= Ibitekerezo =

Ibitekerezo is a form of epic hero poetry that was performed at the royal court in precolonial Rwanda. This oral tradition serves to explain the history of Rwandan dynasties in poetic form. It is one of four major royal traditions of the Kingdom of Rwanda alongside ubwiru (royal rituals) and the oral literature forms ubucurabwenge (royal genealogies typically recited at coronation ceremonies) and ibisigo (royal poems). Ethnographers Jean Hiernaux and Emma Maquet captured audio of several major ibitekerezo.

==Features==
Ibitekerezo were officially composed court histories recounted through song, and accompanied by a musical instrument. These poems were of two types based on their composition, either in verse or in prose. The name Ibitekerezo is derived from the Kinyarwanda verb gutekereza, which means "to recount, reflect, or consider".

Before Rwanda was colonized by the Germans in the late 19th century and later the Belgians after World War I, the history of the national heroes of Rwanda was known to the people through Ibitekerezo.
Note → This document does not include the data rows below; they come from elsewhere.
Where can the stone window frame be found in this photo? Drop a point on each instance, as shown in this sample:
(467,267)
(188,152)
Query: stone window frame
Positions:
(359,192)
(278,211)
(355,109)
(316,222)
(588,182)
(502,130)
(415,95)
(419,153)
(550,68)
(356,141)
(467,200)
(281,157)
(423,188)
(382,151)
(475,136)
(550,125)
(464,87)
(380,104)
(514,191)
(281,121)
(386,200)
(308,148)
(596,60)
The stories of these hero figures included key events in the reigns of historic and mythical kings of the Tutsi dynasty (ibisigo), as well as the monarchs' military victories and the warrior figures who won major battles for the king. The poems served as records of royal history and were preserved by the court's bards. Young men at court undergoing training to become part of the king's military guard (intore) were required to learn these poems as part of their induction into this privileged class. They were also required to compose pieces of poetry with similar aesthetic qualities and emphasis on narrative.

==Performances==
The songs of ibitekerezo were performed from memory and constructed in verses. In addition to recounting the histories of kings and battles, ibitekerezo include songs in praise of the current king as well as cows, which were glorified in traditional Rwandan society. The Abiru (court musicians and ritualists) were primarily responsible for producing and performing these songs to entertain and honor the king and to protect the general populace from evil spirits. They were also performed to entertain at ceremonies for marriage, harvest and courtship. Some of the musical elements of the ibitekerezo tradition have been blended into modern Rwandan church music.